6. Burr hole with perforator
A single burr hole is placed onto the pterion or behind the frontozygomatic suture.
7. Preparation of the burr holes with dura separator
This step helps to reduce the risk of tearing the dura mater during the craniotomy. The risk is higher in elderly patients because of the strong adherence between the inner table of the skull and dura.
8. Craniotomy with high-speed drill
Proceed with performing the craniotomy, paying attention to maintaining the orientation of the drill perpendicular to the skull surface.
9. Edge drilling with high-speed drill
After removing the bone flap, a fundamental step is to drill down the anterior cranial base, orbital roof and lesser wing of the sphenoid bone.
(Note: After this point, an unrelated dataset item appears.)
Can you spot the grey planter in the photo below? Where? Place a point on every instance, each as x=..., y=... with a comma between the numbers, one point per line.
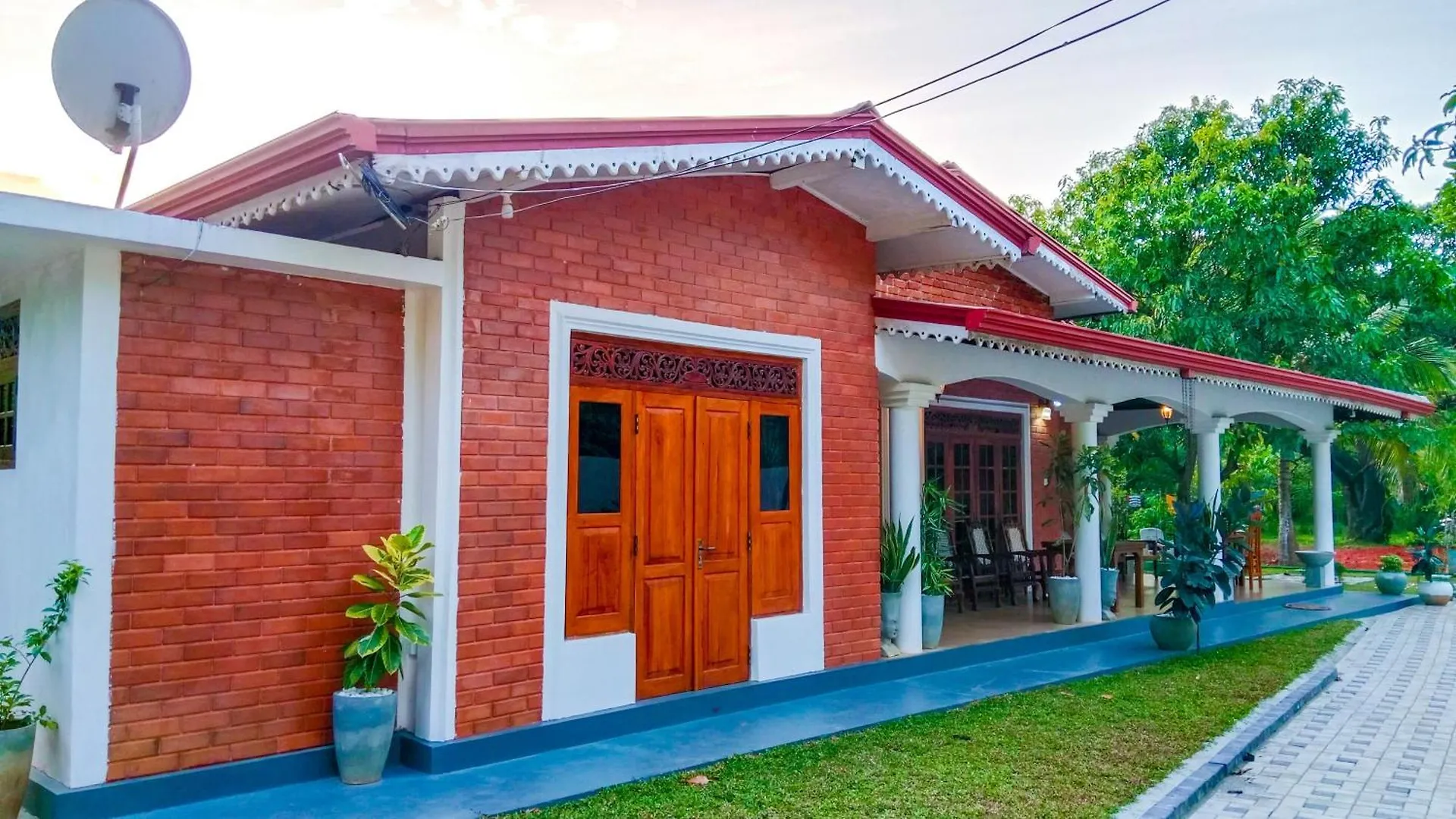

Accurate drilling facilitates optimal access to the skull base and basal cistern, reducing the necessity of brain retraction.
10. Dural tenting sutures
Transosseous stitches are used to suspend the dura and reduce extradural bleeding.
11. Dura incision with N°10 scalpel blade and scissor
Dura should be incised in a C-shape and reflected toward the cranial base.
A1: Anterior Cerebral Artery, First Segment
AComA: Anterior Communicating Artery
A2: Anterior Cerebral Artery, Second Segment
ICA- Bif: Internal Carotid Artery (ICA) bifurcation
M1: Middle Cerebral Artery, First Segment
MCA-Bif: Middle Cerebral Artery) bifurcation
M2: Middle Cerebral Artery, Second Segment
PComA: Posterior Communicating Artery
CN I: Cranial Nerve I, Olfactory Nerve
CN II: Cranial Nerve II, Optic Nerve
CN III: Cranial Nerve III, Oculomotor Nerve
Chiasm: Optic Chiasm
MTR (anterior third): Mesial temporal region (anterior third)
Limen: Limen Insulae
ACP: Anterior Clinoid Process
PCP: Posterior Clinoid Process
LW: Lesser Wing
1. Dura reconstruction
A water-tight closure of the dura is always needed, particularly in cases of cisternal and ventricular opening. In case of dura retraction, several types of synthetic substitutes or a galea flap can be used to complete the approximation.
2. Bone fixation with microscrews
At least 3 microplates are used to guarantee the immobility of the bone flap. Immobility is necessary for osteosynthesis. For bigger craniotomies, central dural suspensions are mandatory.
3. Muscle reconstruction
Temporal muscle is sutured – this mitigates the risk of chewing problems postoperatively.
4. Subcutaneous/skin suture
Aestethic skin reconstruction is always mandatory.